Isaeus. Forster, Edward Seymour, translator. Cambridge, MA: Harvard University Press; London: William Heinemann Ltd., 1927 (1962 printing).

But, it may be asked, how are you to know that I possess the rights of a next-of-kin, while the children of the other cousins, including this child, did not possess them? The law itself will make this clear. It is universally admitted that the rights as next-of-kin belong to cousins on the father's side, including their children, but the point which we have now to examine whether the law grants these rights to our children also. Take, therefore, the law and read it to the court.

Law [If there is no relative on the father's side as far as the degree of the children of cousins, then the right of inheritance passes to the mother's side in the same order of succession.]
[*](This is the only law which is quoted in the manuscripts of Isaeus; it has probably been invented on the basis of the following section.)

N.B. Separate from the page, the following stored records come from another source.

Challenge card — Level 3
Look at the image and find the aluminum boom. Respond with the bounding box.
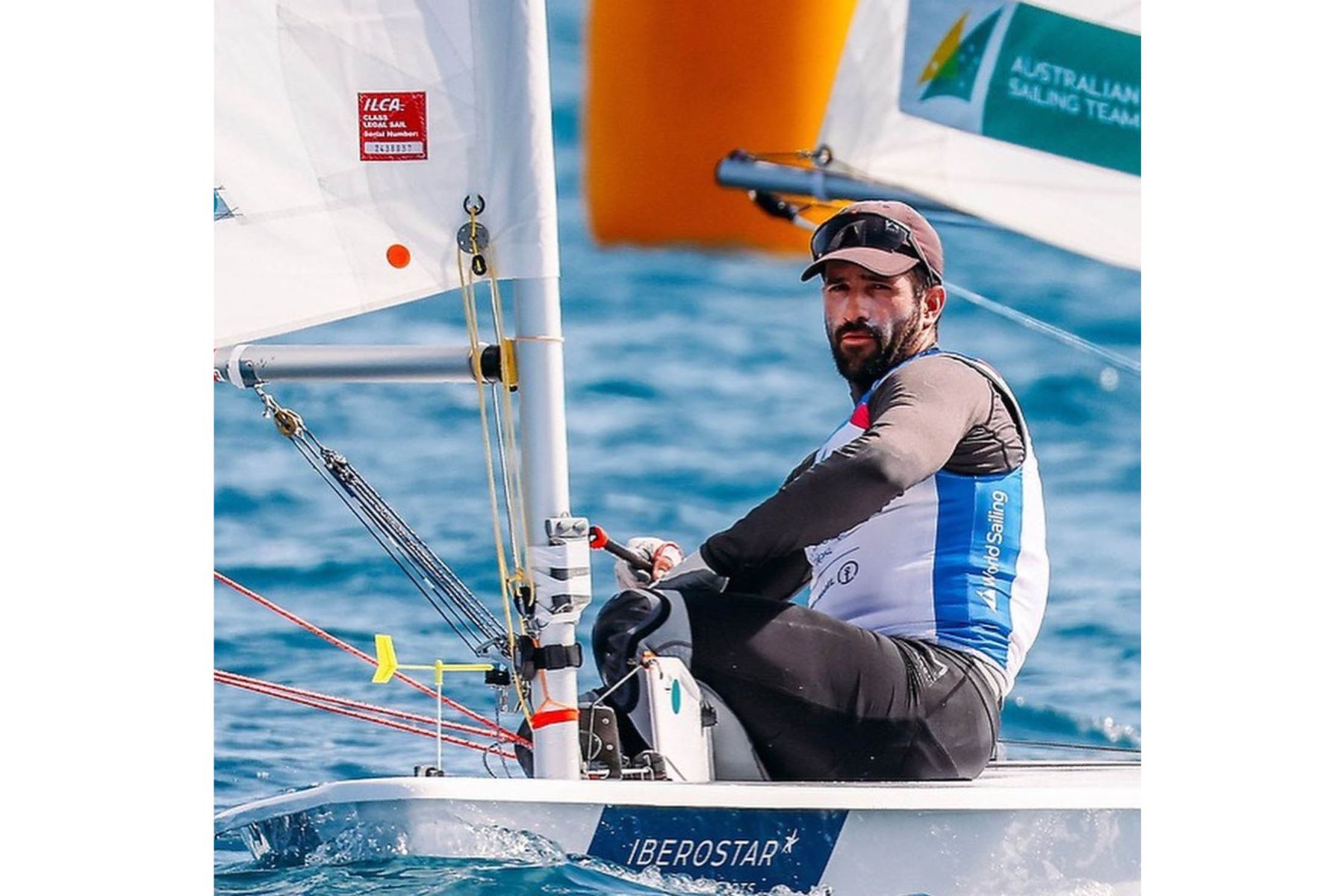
[714,155,971,217]
[215,344,500,388]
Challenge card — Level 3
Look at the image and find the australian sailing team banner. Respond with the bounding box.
[899,0,1139,175]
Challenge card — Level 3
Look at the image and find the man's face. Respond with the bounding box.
[821,262,941,390]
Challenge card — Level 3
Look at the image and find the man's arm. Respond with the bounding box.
[724,451,817,600]
[700,355,992,579]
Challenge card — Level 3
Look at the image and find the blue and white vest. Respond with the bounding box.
[806,349,1050,696]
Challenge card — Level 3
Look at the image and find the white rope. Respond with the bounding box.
[944,284,1142,376]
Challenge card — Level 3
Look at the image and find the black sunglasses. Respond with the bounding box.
[812,212,942,284]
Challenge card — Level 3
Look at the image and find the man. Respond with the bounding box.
[593,202,1048,780]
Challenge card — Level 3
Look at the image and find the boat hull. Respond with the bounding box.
[215,763,1139,893]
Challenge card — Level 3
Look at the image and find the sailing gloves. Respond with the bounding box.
[659,548,729,591]
[615,536,729,591]
[615,535,682,590]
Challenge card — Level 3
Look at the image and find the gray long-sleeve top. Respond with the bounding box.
[700,355,1025,600]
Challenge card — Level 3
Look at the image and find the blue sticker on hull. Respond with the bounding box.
[588,806,848,891]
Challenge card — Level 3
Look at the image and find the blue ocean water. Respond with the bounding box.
[215,0,1141,893]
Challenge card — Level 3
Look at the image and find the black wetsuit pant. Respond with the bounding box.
[594,592,1000,780]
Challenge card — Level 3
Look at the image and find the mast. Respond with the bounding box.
[514,277,593,779]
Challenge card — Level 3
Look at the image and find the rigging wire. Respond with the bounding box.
[215,669,514,759]
[215,570,531,744]
[215,669,511,747]
[457,207,532,724]
[252,385,507,656]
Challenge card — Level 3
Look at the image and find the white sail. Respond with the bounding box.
[820,0,1139,269]
[214,0,559,348]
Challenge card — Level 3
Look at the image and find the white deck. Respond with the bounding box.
[215,762,1141,832]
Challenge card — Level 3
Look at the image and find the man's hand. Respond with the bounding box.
[615,535,682,590]
[659,550,729,591]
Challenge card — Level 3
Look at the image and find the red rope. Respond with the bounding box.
[215,570,532,747]
[215,669,514,759]
[215,669,499,740]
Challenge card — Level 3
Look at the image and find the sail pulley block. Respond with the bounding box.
[457,193,491,277]
[272,405,304,439]
[457,222,491,254]
[514,638,583,679]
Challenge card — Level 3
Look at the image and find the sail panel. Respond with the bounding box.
[214,0,559,346]
[820,0,1141,269]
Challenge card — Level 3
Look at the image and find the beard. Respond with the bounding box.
[827,314,919,393]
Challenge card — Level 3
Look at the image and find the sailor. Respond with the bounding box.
[593,202,1048,780]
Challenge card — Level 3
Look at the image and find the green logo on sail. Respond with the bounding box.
[919,10,1003,101]
[897,0,1142,175]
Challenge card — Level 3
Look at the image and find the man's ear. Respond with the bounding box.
[921,284,948,324]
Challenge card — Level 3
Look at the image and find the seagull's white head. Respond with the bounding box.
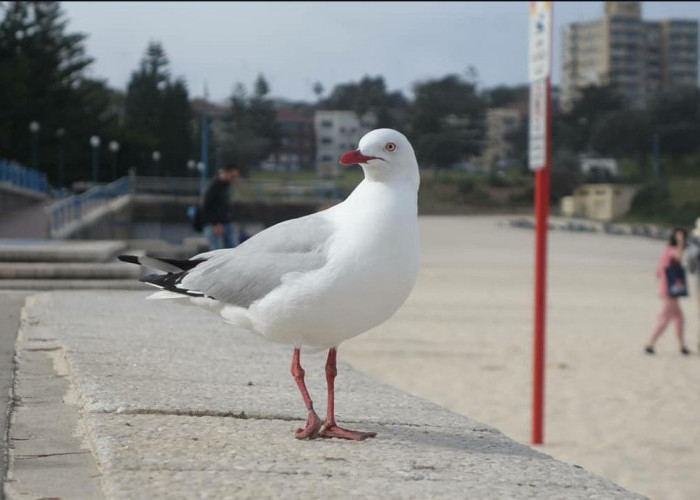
[340,128,420,190]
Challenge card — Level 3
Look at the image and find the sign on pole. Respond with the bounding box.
[528,78,548,170]
[528,2,552,83]
[528,2,552,170]
[528,2,552,444]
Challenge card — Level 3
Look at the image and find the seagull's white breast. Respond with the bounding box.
[248,181,419,348]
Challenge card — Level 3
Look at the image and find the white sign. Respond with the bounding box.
[529,2,552,82]
[528,78,547,170]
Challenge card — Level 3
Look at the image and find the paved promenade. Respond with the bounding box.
[5,291,640,499]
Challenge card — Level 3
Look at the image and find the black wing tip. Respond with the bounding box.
[117,255,141,264]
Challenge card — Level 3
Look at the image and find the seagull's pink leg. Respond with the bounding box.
[319,348,377,441]
[292,347,322,439]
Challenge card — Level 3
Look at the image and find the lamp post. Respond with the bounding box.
[151,151,160,177]
[29,121,41,168]
[90,135,101,184]
[197,161,207,193]
[56,128,66,188]
[109,141,119,181]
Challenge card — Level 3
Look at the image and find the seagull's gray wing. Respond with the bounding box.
[175,214,334,307]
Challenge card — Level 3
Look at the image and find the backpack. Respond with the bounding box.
[665,262,688,297]
[187,205,204,233]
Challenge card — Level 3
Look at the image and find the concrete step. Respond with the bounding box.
[0,239,127,263]
[0,279,146,292]
[0,262,141,287]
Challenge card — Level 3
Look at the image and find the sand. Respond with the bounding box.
[339,216,700,499]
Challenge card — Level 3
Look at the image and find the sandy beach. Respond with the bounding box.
[339,216,700,500]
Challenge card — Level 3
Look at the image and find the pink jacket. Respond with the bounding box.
[656,245,678,299]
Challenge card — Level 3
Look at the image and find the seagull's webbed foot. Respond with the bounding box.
[319,422,377,441]
[295,409,323,439]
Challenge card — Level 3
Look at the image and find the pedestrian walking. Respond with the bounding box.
[644,228,690,355]
[201,164,238,250]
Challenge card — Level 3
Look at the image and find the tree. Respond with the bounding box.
[407,75,486,169]
[0,2,113,181]
[124,41,192,175]
[220,74,280,173]
[647,88,700,156]
[552,86,625,152]
[321,76,408,128]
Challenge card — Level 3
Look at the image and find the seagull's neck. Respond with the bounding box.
[338,178,418,218]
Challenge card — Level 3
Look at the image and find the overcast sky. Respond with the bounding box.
[62,2,700,101]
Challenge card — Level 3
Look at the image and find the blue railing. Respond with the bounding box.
[47,177,129,236]
[0,158,48,193]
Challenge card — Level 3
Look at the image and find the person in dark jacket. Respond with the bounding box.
[201,165,238,250]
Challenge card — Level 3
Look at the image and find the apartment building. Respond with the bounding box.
[561,2,698,111]
[314,110,377,177]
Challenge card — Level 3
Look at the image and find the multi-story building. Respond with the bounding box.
[561,2,698,110]
[314,110,377,177]
[482,107,523,172]
[262,106,314,172]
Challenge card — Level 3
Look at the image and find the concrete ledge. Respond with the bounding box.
[0,182,48,213]
[0,239,127,262]
[0,262,141,287]
[9,292,641,499]
[0,278,148,292]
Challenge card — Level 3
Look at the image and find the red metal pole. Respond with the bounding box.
[532,77,552,444]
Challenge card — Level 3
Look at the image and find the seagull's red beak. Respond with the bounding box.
[339,149,377,165]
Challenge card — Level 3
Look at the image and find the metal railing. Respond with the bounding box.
[0,158,48,193]
[131,177,339,202]
[46,177,129,236]
[46,177,339,236]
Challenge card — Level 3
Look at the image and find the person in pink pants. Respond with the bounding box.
[644,228,690,355]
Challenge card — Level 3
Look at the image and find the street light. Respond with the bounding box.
[29,121,41,168]
[109,141,119,181]
[56,128,66,188]
[90,135,100,184]
[151,151,160,177]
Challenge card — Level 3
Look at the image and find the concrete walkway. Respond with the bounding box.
[0,199,54,238]
[5,291,640,499]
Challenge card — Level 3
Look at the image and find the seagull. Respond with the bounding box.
[119,129,420,441]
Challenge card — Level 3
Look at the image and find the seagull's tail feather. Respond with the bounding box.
[118,255,206,273]
[119,255,212,299]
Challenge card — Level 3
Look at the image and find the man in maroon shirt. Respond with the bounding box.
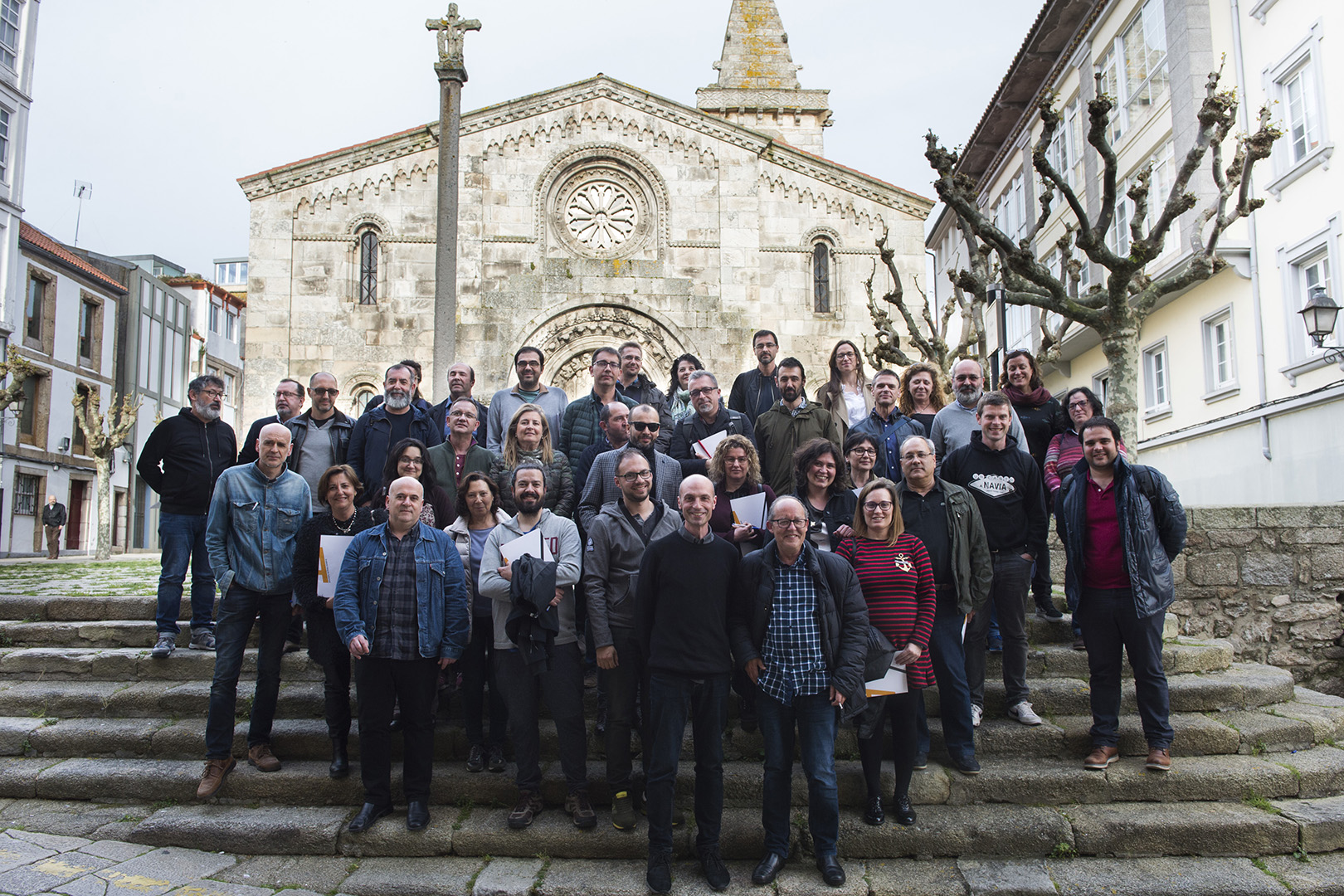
[1056,416,1186,771]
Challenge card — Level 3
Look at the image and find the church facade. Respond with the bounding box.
[239,0,933,414]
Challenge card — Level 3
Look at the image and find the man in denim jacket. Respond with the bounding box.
[332,475,472,835]
[197,423,312,799]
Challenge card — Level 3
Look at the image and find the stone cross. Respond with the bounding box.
[425,2,481,69]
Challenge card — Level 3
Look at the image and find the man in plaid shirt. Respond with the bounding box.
[728,495,869,887]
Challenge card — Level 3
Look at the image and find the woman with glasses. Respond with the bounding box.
[709,436,774,556]
[844,432,878,494]
[489,403,574,517]
[836,480,937,825]
[793,439,858,551]
[370,439,453,529]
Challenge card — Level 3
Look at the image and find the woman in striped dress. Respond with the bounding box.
[836,480,936,825]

Mark you, gentlemen, the legislator did not say that, in default of heirs on the father's side up to the degree of cousin's children, the rights descend to the latter's children; no, in default of us[*](i.e., on the failure of the children of cousins on the male side.), he gives the inheritance to the relatives of the deceased on his mother's side, namely, to brothers and sisters and their children, and so on, in the same order as was laid down before. But he has placed our children outside the right of succession. How, then, can those to whom, even if I were dead, the law does not award Hagnias's estate, imagine that, while I am alive and have a legal right to the property, they themselves can have any title as next-of-kin? Their claim is quite preposterous.